Neural Surface Reconstruction using Neuralangelo

Understanding modern neural graphics techniques for extracting 3D surfaces from images

Aug 31, 2023

Nvidia recently published a new method for converting photographs to a 3D model with state of the art results. They published the paper in CVPR 2023 in June and just a few weeks ago they published the source code on Github. They provide Neuralangelo as a tool to convert your video captures to meshes and textures (see their Colab notebook here). It already has a great project page that does a good job explaining the method. In this post, I want to take a broader look at the field and the paper to understand how a modern method like Neuralangelo achieves these impressive results.

Result of 3D reconstruction with inputs from drone video footage. Figure from Neuralangelo paper (Li et.al. 2023)

Reconstructing 3D surfaces from multiple images is a classical problem in Computer Vision with a long history. A recently popular approach to this problem is the Neural Graphics approach, where the learning abilities of neural networks are used to represent the 3D scene.

Basically, the input data for the system consists of multiple images of the scene: the photographs or frames from a video sequence capturing the scene from different angles. How many different viewpoints do we need? In the paper they used around 50 images for the DTU Dataset or 263 to 1107 images for the Tanks and Temples dataset.

We may call each pixel of these images an observation of the scene. We want to find a representation of the underlying 3D scene that is consistent with our pixel observations. But how can we come up with such a 3D scene representation? This is the part where the neural networks kick in.

Neural 3D Representations

In classical 3D computer graphics, we represent scenes in terms of surfaces or shapes. To define surfaces, we can use meshes, point clouds or even voxels. We define points in 3D space called vertices, edges between these vertices and triangles or polygons from edges and vertices. These are called explicit 3D representations. GPUs are specialized hardware that processes such data types very efficiently in parallel.

Another type of 3D representation is implicit representations, where we define the surface indirectly. Signed Distance Functions (SDFs) and Occupancy Maps are two examples of this type. An SDF is a function over 3D space where the zero-level set defines the surface. For a point in space, non-zero values of the function determine the distance to the surface and the sign determines which side of the surface our point is on.

A visualization of a 2D SDF. White border represents the shape (surface). Image extracted from a Shadertoy shader by Inigo Quilez.

We can indeed use triangles and meshes (explicit representations) in a neural rendering setting. Another work from Nvidia, called nvdiffrec, does that by bridging the gap between meshes and SDFs using a differentiable pipeline.

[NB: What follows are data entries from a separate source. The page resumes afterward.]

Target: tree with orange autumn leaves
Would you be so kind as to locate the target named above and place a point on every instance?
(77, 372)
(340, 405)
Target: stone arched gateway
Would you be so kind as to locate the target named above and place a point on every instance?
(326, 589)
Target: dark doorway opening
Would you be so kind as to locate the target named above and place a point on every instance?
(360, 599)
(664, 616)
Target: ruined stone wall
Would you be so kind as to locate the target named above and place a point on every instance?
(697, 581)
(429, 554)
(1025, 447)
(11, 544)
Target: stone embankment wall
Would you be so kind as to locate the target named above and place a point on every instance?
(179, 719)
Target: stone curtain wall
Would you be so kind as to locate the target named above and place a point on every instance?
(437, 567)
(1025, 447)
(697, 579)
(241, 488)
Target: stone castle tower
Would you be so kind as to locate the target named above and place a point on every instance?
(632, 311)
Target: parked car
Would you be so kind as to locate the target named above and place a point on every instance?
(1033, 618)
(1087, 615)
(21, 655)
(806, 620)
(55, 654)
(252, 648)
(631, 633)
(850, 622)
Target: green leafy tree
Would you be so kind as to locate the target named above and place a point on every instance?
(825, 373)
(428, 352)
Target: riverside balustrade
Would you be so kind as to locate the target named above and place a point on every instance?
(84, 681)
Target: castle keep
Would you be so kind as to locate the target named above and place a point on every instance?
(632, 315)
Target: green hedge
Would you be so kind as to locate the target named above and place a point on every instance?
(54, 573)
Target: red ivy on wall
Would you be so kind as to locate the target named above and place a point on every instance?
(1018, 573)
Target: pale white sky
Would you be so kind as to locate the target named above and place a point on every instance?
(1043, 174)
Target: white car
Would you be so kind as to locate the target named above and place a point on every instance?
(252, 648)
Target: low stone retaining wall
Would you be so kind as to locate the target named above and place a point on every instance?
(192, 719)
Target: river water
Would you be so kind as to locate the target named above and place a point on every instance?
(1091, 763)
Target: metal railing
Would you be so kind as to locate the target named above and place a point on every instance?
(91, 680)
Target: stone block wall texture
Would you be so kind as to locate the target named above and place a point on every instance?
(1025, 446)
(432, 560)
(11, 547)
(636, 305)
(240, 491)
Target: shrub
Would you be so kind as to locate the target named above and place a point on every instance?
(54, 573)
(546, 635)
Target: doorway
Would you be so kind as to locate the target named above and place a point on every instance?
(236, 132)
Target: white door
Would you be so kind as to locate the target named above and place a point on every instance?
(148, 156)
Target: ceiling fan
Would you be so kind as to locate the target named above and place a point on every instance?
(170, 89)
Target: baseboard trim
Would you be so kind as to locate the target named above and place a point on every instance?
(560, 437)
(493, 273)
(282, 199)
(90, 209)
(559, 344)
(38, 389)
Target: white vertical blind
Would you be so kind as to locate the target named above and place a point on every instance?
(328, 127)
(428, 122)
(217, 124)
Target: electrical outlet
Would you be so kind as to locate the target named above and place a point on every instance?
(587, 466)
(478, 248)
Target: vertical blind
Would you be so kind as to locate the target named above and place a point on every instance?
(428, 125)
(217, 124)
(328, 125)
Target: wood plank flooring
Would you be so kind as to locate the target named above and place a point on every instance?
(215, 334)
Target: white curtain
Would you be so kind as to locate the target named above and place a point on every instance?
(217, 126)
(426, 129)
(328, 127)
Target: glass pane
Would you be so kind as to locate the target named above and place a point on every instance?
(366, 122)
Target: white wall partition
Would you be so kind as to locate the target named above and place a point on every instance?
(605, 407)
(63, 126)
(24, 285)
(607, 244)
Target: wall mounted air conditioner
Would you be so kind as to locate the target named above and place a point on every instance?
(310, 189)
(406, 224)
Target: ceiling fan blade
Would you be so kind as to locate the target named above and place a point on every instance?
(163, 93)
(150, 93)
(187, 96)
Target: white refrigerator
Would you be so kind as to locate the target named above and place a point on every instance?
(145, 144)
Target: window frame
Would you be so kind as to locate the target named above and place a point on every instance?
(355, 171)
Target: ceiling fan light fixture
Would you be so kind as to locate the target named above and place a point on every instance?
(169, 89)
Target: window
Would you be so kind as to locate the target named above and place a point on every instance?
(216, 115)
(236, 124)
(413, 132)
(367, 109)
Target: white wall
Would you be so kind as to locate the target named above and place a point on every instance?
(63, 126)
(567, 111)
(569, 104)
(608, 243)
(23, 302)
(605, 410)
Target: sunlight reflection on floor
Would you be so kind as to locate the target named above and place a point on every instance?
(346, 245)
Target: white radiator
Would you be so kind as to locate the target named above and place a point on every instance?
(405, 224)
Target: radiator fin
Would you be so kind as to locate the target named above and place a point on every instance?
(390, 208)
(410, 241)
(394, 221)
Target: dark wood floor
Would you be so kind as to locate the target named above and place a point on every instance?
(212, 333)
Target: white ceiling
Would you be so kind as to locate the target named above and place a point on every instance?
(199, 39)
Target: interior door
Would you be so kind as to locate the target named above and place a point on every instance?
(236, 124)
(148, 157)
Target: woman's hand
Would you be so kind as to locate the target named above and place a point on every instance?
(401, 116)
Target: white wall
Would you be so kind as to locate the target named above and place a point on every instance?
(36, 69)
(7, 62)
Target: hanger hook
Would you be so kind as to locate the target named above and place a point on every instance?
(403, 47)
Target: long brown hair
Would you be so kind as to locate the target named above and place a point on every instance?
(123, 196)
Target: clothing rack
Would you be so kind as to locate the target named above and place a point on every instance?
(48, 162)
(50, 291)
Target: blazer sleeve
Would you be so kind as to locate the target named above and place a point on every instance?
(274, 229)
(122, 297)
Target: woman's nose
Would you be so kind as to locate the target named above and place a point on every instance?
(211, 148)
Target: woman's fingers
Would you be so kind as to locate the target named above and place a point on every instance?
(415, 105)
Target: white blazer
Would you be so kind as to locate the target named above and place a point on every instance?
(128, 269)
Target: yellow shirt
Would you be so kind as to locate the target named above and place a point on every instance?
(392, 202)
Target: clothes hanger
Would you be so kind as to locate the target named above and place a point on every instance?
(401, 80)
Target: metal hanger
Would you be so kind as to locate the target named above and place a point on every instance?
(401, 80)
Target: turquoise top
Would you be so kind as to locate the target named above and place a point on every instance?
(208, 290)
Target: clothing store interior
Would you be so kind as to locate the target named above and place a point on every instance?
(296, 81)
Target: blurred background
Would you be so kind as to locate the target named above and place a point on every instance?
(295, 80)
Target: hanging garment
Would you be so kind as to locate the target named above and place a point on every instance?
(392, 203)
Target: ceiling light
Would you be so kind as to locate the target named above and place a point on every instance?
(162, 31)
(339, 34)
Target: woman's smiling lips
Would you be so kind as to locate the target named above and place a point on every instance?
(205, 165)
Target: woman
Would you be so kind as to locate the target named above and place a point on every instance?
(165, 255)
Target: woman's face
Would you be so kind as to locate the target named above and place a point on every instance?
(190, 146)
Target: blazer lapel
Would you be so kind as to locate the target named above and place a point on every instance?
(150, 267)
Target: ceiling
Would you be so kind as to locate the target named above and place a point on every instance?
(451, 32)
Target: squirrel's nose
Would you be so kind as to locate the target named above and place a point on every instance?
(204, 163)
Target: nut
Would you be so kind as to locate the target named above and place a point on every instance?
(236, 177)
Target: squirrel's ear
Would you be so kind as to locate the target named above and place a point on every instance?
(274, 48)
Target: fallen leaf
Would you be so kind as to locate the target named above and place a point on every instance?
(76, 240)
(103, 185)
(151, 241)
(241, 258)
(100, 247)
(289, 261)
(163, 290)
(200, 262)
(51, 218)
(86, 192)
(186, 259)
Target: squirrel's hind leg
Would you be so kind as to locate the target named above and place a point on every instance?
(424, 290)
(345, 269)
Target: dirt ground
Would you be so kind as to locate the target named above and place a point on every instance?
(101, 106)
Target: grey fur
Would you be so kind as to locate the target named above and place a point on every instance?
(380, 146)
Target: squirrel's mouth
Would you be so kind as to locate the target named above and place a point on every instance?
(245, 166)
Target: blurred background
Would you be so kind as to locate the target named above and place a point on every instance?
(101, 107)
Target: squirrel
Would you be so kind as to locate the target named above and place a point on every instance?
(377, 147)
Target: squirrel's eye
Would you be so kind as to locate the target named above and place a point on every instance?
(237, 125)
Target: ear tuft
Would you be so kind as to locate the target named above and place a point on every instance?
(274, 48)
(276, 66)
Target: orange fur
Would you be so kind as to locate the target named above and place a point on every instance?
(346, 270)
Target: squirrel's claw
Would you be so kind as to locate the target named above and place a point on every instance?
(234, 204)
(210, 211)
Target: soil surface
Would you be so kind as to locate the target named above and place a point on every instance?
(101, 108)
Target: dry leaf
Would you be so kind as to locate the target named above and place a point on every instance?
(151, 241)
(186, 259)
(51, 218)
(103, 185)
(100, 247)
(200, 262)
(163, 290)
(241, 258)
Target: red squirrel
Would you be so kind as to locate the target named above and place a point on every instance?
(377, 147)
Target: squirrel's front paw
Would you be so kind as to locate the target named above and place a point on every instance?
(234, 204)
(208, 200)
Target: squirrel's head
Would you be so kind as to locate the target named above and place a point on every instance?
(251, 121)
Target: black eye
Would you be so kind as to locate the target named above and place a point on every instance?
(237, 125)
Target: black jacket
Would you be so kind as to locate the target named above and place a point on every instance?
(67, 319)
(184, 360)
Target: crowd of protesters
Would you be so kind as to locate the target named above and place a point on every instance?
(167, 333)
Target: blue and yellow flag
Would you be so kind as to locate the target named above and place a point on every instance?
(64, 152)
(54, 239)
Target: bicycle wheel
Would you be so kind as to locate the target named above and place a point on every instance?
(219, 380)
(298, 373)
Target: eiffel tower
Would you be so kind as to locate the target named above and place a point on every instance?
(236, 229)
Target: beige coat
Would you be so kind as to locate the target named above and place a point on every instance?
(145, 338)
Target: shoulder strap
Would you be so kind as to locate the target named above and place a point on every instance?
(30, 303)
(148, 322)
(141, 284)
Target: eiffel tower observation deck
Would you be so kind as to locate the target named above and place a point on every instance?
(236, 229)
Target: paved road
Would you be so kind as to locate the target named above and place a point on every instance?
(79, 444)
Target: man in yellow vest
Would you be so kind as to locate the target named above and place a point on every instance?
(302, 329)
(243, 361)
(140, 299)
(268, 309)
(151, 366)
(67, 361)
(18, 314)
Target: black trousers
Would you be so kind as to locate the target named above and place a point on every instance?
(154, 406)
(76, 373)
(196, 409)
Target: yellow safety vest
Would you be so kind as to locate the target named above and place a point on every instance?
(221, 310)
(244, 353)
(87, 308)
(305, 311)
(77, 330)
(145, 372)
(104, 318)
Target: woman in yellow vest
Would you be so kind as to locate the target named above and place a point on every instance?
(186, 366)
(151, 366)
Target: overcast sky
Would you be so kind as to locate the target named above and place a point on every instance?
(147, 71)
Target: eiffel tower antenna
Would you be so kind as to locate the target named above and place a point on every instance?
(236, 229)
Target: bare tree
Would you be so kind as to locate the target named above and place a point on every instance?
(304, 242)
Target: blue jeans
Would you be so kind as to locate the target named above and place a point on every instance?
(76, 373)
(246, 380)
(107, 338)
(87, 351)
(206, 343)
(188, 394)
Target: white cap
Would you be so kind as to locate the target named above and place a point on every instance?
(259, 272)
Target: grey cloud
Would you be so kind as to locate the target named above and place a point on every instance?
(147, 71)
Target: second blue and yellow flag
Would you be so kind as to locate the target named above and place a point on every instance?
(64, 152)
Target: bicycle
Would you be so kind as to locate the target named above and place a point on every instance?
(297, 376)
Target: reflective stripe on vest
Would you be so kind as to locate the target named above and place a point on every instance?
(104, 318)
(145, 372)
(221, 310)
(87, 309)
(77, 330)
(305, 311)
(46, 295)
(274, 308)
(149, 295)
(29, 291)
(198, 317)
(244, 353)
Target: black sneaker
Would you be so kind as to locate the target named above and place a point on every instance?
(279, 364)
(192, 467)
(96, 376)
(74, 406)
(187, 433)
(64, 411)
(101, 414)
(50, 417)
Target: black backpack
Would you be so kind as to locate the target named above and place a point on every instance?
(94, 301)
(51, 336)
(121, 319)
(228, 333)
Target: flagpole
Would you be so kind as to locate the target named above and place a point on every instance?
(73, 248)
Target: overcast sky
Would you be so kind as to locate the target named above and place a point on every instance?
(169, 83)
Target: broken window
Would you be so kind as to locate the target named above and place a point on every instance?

In Neuralangelo, however, we use SDFs directly. Such implicit representations are better suited to be represented by neural network models.

Basics: Neural Radiance Fields

One groundbreaking paper using this approach is the NERF paper from 2020. This paper can be seen as the grandfather of Neuralangelo.

The idea of NERF is simple yet elegant. They optimize an MLP (Multi-Layer Perceptron) to represent a static scene. For a 3D query point and a viewing angle, the network outputs a color and density. Hence, the name Radiance Field.

We can render the scene from any new camera angle by shooting rays from the camera into the scene and sampling the MLP at points along the ray. These samples are then blended to produce the final pixel color. This rendering technique is known as Volume Rendering.

Shooting rays to the scene from two different cameras. Circles represent the sampling points along the rays.

Note that the input of the MLP also includes the view angle. This allows for view-dependent effects, such as reflections, enhancing the realism of the rendered views.

NERFs can create outstanding results, and many papers have since improved on this main idea.

However, there are two main problems with this initial method:

It’s too slow. At least 12 hours of high performance GPU time is needed for optimizing a NERF for a single scene.
NERFs are good for view interpolation (ie. rendering the scene from an unseen camera view). But we may want to extract a traditional mesh representation from the scene. This is non-trivial and requires a separate algorithm.

Instant Neural Graphics Primitives

Among the many variations of the original NERF paper, Nvidia’s Instant Neural Graphics Primitives (InstantNGP; Siggraph 2022) stands out. This is one of the papers that address the speed problem of classical NERFs. Neuralangelo can be viewed as the successor of InstantNGP, with a few modifications.

So what is InstantNGP?

As the name implies, it’s a faster NERF1. This paper uses a combination of two tricks to make the algorithm faster.

Multiresolution Hash Encoding
Faster GPU implementation using fully-fused CUDA kernels

The former allows them to use smaller MLPs. A Smaller network means a smaller number of arithmetic operations, and it reduces the compute time and memory for each MLP. Then they use “fully-fused MLP” implementation from their tiny-cuda-nn library. This gives an additional 10x speedup compared to a naive Python implementation.

The relevant part for our purpose of understanding Neuralangelo is the Multiresolution Hash Encoding part. Let’s have a closer look.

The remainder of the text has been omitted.